Review written for ClubReading.com by Susan
Siblings Jane, Mark, Katharine, and Martha are bored. It’s summer in 1920s Toledo, Ohio, their widowed mother works all day, and they can’t afford to go to the beach. Then Jane finds a magic coin on the sidewalk that grants wishes but only in halves. “Wah oo merglitz fitzahhh!” says the cat, after Martha wishes it could talk. When the children figure out what the coin can do, they plunge into a series of escapades involving knights in (partly) shining armor, the Sahara desert, much chaos, and eventual new happiness. Eager’s sure touch never falters, and the world as it was before TV and computers is as magical as the wishes granted by the mysterious coin. This is the first, and most enjoyable, in a set of children’s books by Eager involving magic, time-travel, and the unexpected consequences of both. Adult readers need not be accompanied by a minor.
EXCERPT FROM Half Magic:
“Ha ha!” [the strange lady] cried, “Now they will take [Lancelot] to my castle, where he will lies in a deep dungeon and be beaten every day with thorns! And so we shall serve all knights of the Round Table who happen this way! Death to King Arthur!”
“Why, you false thing, you!” said Jane. “I told him so!” said Katharine. “Let’s go home!” said Martha. “No, we have to rescue him!” said Mark.
“Ho ho!” said the lady. “Just you try it! Your magic is a mere nothing compared with mine, elfspawn! Know that I am the great enchantress, Morgan le Fay!”
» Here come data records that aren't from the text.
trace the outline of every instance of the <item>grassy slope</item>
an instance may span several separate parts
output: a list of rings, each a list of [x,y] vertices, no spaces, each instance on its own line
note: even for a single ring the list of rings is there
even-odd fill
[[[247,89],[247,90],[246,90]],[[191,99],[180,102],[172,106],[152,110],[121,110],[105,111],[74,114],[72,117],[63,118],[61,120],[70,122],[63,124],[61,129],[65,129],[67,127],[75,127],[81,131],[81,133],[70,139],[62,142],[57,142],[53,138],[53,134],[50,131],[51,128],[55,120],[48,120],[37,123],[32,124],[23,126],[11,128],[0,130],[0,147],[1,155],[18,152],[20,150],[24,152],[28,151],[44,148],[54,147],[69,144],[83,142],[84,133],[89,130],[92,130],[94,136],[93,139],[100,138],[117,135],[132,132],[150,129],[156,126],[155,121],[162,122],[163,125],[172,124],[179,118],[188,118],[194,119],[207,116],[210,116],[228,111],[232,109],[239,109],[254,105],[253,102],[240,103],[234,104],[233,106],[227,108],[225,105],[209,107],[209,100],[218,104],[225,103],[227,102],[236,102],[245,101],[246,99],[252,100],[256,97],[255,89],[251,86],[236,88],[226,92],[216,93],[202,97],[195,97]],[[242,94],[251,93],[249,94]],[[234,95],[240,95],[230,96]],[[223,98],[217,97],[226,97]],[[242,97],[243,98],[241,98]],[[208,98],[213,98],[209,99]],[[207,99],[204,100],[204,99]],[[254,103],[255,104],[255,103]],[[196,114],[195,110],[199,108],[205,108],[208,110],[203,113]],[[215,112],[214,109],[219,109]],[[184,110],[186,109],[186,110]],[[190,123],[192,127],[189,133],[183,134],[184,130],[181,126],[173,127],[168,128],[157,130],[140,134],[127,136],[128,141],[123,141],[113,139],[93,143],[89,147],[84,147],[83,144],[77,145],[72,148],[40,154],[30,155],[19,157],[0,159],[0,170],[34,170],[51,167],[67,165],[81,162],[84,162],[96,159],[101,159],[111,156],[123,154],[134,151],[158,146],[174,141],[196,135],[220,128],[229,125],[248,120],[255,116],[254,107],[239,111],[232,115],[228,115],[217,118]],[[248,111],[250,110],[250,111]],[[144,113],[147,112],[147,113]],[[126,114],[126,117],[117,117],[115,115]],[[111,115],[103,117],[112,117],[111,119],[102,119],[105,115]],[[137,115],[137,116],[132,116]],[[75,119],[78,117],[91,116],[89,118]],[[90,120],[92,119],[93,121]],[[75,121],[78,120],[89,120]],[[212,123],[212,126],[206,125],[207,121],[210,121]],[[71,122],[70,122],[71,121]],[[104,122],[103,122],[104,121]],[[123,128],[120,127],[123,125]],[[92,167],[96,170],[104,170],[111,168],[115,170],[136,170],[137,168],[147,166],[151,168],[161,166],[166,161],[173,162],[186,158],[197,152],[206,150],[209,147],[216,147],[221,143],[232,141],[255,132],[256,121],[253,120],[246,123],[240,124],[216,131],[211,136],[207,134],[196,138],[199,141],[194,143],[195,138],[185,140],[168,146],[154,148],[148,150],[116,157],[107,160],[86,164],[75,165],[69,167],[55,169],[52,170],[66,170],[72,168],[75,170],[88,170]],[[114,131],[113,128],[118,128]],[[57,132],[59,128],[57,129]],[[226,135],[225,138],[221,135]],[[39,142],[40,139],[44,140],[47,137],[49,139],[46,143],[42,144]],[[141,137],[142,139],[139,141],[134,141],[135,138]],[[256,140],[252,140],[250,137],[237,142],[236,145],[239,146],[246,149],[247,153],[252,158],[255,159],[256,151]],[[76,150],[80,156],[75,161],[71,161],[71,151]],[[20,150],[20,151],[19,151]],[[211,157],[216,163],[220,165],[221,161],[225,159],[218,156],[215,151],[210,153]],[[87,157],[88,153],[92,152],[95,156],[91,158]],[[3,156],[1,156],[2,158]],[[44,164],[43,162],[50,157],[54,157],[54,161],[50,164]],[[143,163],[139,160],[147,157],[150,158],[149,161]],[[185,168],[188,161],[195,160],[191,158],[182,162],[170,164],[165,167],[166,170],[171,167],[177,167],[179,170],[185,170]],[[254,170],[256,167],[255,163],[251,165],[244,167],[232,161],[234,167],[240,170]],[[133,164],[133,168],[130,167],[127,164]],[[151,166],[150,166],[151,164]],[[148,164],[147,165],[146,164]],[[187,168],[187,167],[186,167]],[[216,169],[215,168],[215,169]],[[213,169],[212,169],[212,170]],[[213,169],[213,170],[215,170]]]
“You would be!” said Katharine, who didn’t like being called “elfspawn,” as who would? “I remember you in the books, always making trouble. I wish you’d go jump in the lake!”
Katharine wasn’t thinking of the charm when she wished this, or she might have worded it differently. But that didn’t stop the charm.
“Good old charm!” said Mark, as he watched what happened." Morgan le Fay didn’t go jump in the lake; she merely fell in a pool. Luckily there was a pool handy. She slid backwards off her horse and landed in it in a sitting position. And luckier still, the pool had a muddy bottom, and Morgan le Fay stuck there long enough for Katharine to make another, calmer wish, which was that she would stay stuck, and unable to use any of her magic, for twice as log as woud be necessary.
This done, the four children turned their horses into the wood, and set about following the wicked knights. Morgan le Fay hurled a few curses after them from among the water weeds, but these soon died away in the distance.
There was no path to follow through the wood. The branches of trees hung low and thick, and the earth beneath them was damp and dark and dank, and no birds sang.
“This,” said Katharine, “is what I would call a tulgey wood.”
“Don’t!” cried Martha. “Suppose something came whiffling through it!”